Content uploaded by Roman Lukyanenko
Author content
All content in this area was uploaded by Roman Lukyanenko on Mar 18, 2016
Content may be subject to copyright.
2016 Collective Intelligence Conference, NYU Stern School of Business from June 1-3, 2016, New York, NY 10012
Is Crowdsourced Attribute Data Useful in Citizen
Science? A Study of Experts and Machines
ROMAN LUKYANENKO, Florida International University
YOLANDA F. WIERSMA and JEFFREY PARSONS, Memorial University of Newfoundland
Online citizen science – a major type of crowdsourcing – is on the rise. However, concerns about data
quality remain a major obstacle to wider adoption of citizen science, particularly in online projects in
which participation is open and anonymous. For example, in a natural history context, members of the
general public may lack the species-identification expertise needed for a particular research project
and, when asked to classify observed organisms at the species level, may resort to guessing or avoid
participating out of concern about providing incorrect classifications.
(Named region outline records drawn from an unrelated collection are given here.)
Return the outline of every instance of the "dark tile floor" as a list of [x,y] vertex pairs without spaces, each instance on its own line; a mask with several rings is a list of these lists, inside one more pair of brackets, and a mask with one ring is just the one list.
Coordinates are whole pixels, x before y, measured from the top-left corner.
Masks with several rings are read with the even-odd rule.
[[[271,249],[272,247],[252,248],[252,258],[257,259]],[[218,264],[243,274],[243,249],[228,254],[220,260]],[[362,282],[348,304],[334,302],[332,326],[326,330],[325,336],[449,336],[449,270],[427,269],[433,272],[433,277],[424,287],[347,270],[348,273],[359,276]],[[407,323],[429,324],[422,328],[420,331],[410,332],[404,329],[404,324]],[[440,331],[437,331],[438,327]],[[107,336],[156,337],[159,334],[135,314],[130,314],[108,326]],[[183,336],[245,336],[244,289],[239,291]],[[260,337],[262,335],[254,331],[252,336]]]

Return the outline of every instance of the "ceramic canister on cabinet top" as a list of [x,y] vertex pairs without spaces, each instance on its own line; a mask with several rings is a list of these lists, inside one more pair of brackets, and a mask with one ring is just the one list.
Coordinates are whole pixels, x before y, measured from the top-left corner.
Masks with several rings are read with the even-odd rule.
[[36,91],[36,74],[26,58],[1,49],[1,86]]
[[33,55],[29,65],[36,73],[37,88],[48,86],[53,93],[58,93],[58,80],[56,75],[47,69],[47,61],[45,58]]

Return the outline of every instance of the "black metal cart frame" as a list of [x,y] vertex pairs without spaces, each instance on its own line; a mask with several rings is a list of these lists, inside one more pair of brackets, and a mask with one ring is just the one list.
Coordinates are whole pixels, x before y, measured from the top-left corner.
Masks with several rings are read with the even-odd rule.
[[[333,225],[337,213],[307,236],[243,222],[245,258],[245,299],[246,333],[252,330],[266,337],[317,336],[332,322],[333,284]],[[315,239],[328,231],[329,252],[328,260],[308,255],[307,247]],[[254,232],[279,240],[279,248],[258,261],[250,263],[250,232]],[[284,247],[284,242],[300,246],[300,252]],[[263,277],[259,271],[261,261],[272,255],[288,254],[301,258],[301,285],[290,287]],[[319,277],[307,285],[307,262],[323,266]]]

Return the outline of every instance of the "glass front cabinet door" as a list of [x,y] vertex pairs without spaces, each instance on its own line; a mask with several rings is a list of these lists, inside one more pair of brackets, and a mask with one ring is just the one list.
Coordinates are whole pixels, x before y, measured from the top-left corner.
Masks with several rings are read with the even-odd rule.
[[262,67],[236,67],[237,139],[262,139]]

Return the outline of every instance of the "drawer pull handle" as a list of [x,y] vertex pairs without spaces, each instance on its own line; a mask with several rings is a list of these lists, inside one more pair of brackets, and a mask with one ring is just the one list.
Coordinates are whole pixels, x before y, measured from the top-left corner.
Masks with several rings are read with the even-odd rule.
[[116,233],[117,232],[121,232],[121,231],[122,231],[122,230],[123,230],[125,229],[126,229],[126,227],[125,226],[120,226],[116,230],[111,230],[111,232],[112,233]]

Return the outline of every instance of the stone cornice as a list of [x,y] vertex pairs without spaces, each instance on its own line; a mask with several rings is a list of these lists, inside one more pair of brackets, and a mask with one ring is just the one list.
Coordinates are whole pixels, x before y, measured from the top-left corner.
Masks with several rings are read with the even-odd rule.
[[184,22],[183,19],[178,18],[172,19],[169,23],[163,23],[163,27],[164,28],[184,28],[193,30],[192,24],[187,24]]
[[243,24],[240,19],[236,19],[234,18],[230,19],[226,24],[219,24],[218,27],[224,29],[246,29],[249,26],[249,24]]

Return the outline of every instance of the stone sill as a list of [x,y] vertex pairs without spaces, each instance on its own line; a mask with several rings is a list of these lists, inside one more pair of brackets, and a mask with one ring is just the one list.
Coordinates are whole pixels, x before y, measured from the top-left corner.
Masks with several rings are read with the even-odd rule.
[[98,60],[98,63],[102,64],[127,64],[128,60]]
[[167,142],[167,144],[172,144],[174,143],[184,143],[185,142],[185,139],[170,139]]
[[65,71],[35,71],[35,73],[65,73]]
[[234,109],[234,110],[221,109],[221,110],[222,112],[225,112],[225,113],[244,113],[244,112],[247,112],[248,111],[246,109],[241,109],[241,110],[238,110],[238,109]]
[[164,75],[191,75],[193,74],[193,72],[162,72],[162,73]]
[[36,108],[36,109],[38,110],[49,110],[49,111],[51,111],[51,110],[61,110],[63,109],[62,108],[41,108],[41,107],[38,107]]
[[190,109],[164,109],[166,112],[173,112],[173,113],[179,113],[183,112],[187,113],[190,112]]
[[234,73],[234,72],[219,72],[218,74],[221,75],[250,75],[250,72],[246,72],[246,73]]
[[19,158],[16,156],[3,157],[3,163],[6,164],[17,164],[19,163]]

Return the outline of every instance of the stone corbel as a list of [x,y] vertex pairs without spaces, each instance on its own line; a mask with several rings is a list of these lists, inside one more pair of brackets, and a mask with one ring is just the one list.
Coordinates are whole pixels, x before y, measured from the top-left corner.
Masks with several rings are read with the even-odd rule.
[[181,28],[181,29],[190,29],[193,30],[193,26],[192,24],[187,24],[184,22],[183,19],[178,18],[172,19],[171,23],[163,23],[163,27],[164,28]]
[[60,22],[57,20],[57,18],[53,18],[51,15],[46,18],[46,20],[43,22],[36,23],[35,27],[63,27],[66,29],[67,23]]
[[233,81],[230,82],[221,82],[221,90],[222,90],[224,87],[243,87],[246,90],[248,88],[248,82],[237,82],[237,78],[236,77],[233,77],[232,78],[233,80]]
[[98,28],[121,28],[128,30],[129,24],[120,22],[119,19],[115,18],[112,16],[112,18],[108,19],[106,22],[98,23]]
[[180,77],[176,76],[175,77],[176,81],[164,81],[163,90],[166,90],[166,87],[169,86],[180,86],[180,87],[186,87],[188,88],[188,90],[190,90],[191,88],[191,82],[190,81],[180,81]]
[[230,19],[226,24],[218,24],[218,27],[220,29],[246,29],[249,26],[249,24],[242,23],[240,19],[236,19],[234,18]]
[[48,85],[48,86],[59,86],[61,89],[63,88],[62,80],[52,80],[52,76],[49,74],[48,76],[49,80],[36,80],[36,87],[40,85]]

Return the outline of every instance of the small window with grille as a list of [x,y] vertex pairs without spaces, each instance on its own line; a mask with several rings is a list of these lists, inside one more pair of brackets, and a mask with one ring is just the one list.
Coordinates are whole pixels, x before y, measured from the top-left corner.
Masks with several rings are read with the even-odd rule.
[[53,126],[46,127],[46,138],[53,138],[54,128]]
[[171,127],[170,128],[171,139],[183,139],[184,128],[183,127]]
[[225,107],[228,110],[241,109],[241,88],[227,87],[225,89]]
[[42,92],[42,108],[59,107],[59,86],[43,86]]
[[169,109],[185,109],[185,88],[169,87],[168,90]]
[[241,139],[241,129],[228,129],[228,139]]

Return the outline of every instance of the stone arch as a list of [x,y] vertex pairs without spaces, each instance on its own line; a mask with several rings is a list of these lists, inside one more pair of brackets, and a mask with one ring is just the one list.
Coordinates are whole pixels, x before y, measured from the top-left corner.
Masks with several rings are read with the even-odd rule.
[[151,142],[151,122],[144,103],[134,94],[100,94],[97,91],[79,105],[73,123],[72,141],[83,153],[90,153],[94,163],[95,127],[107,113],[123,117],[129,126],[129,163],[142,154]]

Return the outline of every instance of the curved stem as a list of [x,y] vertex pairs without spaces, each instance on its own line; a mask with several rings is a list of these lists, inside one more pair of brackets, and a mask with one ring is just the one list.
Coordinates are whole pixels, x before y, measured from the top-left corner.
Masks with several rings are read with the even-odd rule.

Typical solutions to increase
data quality include training volunteers, providing clear data collection instructions, exploiting
redundancy in the crowd when multiple observers report on the same phenomena, and, more recently,
employing artificial intelligence [Lewandowski and Specht 2015; Wiggins et al. 2011; He and Wiggins
2015].
In contrast, some have argued that part of the challenge of data quality may be rooted in approaching
data collection from the point of view of scientists, rather than of citizens; trying to hold citizens to
high scientific standards may dissuade many from participating. That view has led to the suggestion
that data about phenomena of interest should be collected in terms of attributes of instances, rather
than requiring classification that relies on a high level of domain knowledge. Such an approach has
been referred to as an instance-based model (of citizen science and other similar types of
crowdsourcing) [Lukyanenko et al. 2014b].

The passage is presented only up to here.